Perhaps we should return scenario_path [1:end-1]
here
https://github.com/odow/SDDP.jl/blob/5687376e0ed92009a42e2c140edb24bb0c371740/src/plugins/sampling_schemes.jl#L272
I dug through the code a bit and managed to fix the issue. My fix is slightly different to what you suggested (which didn't quite work):
I return the full sequence of nodes in the cycle, but do not add the final stage objective to the total:
# Cumulate the stage_objective.
if !terminated_due_to_cycle || depth < length(scenario_path)
cumulative_value += subproblem_results.stage_objective
end
However, the wrong incoming state was being appended; so I changed it to end-1
.
# We also need the incoming state variable to the final node, which is
# the outgoing state value of the last node:
incoming_state_value = sampled_states[end-1]
These changes have resulted in the expected output:
Iteration Simulation Bound Time (s) Proc. ID # Solves
1 1.000000e+01 1.150000e+01 3.000021e-03 1 11
2 1.000000e+01 1.575000e+01 3.999949e-03 1 22
3 1.000000e+01 1.787500e+01 6.999969e-03 1 33
4 1.000000e+01 1.893750e+01 1.399994e-02 1 44
5 1.000000e+01 1.946875e+01 1.600003e-02 1 55
6 1.000000e+01 1.973438e+01 1.799989e-02 1 66
7 1.000000e+01 1.986719e+01 1.999998e-02 1 77
8 1.000000e+01 1.993359e+01 2.199984e-02 1 88
9 1.000000e+01 1.996680e+01 2.399993e-02 1 99
10 1.000000e+01 1.998340e+01 2.600002e-02 1 110
Terminating training with status: iteration_limit
------------------------------------------------------------------------------
These changes have been made to the forward pass function. However, I think the proper fix would be to not evaluate the repeated node in the forward pass; however, when I tried this, I didn't have a reference to the final node for which I needed to set the starting state.
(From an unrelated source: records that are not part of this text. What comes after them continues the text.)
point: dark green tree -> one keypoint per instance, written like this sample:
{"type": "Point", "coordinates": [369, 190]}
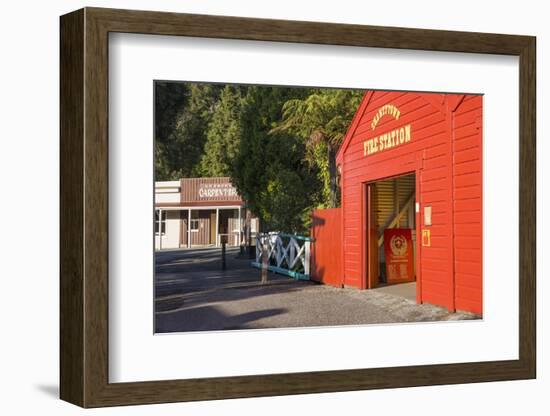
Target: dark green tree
{"type": "Point", "coordinates": [182, 115]}
{"type": "Point", "coordinates": [223, 134]}
{"type": "Point", "coordinates": [269, 169]}
{"type": "Point", "coordinates": [321, 119]}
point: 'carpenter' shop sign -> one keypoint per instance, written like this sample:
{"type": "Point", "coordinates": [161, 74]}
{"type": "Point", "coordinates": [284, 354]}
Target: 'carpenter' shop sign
{"type": "Point", "coordinates": [398, 249]}
{"type": "Point", "coordinates": [217, 190]}
{"type": "Point", "coordinates": [390, 139]}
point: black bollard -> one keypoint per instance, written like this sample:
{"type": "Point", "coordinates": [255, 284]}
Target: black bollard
{"type": "Point", "coordinates": [223, 255]}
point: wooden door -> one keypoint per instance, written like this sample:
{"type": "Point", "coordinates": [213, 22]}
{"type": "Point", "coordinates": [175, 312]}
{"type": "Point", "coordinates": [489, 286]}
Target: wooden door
{"type": "Point", "coordinates": [372, 238]}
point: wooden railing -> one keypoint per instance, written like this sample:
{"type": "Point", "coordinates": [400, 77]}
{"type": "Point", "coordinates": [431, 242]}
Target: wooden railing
{"type": "Point", "coordinates": [287, 254]}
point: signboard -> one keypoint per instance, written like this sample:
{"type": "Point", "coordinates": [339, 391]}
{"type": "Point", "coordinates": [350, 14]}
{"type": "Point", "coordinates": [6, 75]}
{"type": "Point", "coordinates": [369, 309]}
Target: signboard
{"type": "Point", "coordinates": [390, 139]}
{"type": "Point", "coordinates": [207, 190]}
{"type": "Point", "coordinates": [218, 190]}
{"type": "Point", "coordinates": [398, 249]}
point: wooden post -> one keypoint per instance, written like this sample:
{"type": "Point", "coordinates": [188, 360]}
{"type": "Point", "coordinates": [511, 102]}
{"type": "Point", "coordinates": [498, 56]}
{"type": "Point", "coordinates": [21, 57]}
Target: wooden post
{"type": "Point", "coordinates": [223, 255]}
{"type": "Point", "coordinates": [264, 258]}
{"type": "Point", "coordinates": [189, 228]}
{"type": "Point", "coordinates": [217, 225]}
{"type": "Point", "coordinates": [307, 256]}
{"type": "Point", "coordinates": [160, 229]}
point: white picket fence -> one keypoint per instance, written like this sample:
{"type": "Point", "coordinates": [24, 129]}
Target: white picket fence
{"type": "Point", "coordinates": [287, 254]}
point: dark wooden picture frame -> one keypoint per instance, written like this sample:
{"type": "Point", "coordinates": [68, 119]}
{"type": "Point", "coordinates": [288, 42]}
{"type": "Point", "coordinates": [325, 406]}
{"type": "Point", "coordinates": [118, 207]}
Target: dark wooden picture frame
{"type": "Point", "coordinates": [84, 207]}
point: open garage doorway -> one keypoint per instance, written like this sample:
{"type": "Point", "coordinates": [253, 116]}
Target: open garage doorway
{"type": "Point", "coordinates": [391, 234]}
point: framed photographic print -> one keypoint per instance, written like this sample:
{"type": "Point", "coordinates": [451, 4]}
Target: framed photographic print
{"type": "Point", "coordinates": [255, 207]}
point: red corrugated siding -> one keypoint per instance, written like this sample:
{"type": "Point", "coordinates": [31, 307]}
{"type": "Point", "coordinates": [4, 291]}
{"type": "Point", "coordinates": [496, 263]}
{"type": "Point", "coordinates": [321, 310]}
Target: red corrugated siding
{"type": "Point", "coordinates": [467, 144]}
{"type": "Point", "coordinates": [445, 151]}
{"type": "Point", "coordinates": [326, 262]}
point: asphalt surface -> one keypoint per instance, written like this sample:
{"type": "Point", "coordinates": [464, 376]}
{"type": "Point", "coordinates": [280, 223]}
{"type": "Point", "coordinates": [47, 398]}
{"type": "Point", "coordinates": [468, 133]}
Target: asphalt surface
{"type": "Point", "coordinates": [192, 293]}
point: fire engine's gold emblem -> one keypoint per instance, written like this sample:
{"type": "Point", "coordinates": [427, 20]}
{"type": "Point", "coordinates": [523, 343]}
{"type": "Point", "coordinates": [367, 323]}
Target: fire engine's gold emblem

Actually, ignore my last fix. This is the real fix.
# First up, sample a scenario. Note that if a cycle is detected, this will
# return the cycle node as well.
TimerOutputs.@timeit SDDP_TIMER "sample_scenario" begin
scenario_path, terminated_due_to_cycle =
sample_scenario(model, options.sampling_scheme)
end
if terminated_due_to_cycle
final_node = scenario_path[end]
scenario_path=scenario_path[1:end-1]
end
# Get the last node in the scenario.
final_node_index = final_node[1]
# We terminated due to a cycle. Here is the list of possible starting
# states for that node:
starting_states = options.starting_states[final_node_index]
This fixes both the starting state issue and the extra cuts that were being inserted at node 1.
@adow031 worked around this by adding a new sampling scheme and a new forward pass: https://github.com/EPOC-NZ/JADE.jl/issues/19.
I've got an infinite horizon model with
terminate_on_cycle=true
and I've been looking at this section of the code.I think that the best way to deal with steady-state is simply to start the next iteration using the ending state values from the current iteration, but this seems to be doing something a bit more complicated (and perhaps unnecessary, since the ending state values should reach a steady-state distribution over time, meaning you'll be sampling starting levels with the right distribution).
Also, since each iteration add at most one item to the
starting_states
vector and thesplice!
removes one value from the vector it's not really clear it the list would ever be more than two items (the ending state, and the initial state), this would over-train using the initial state (unless I misunderstand the code).Also, I would like to be able to set the
terminate_on_cycle=true
flag (which is needed for the ending states to be stored) when I'm running a historical simulation, is this possible?Thanks, Tony.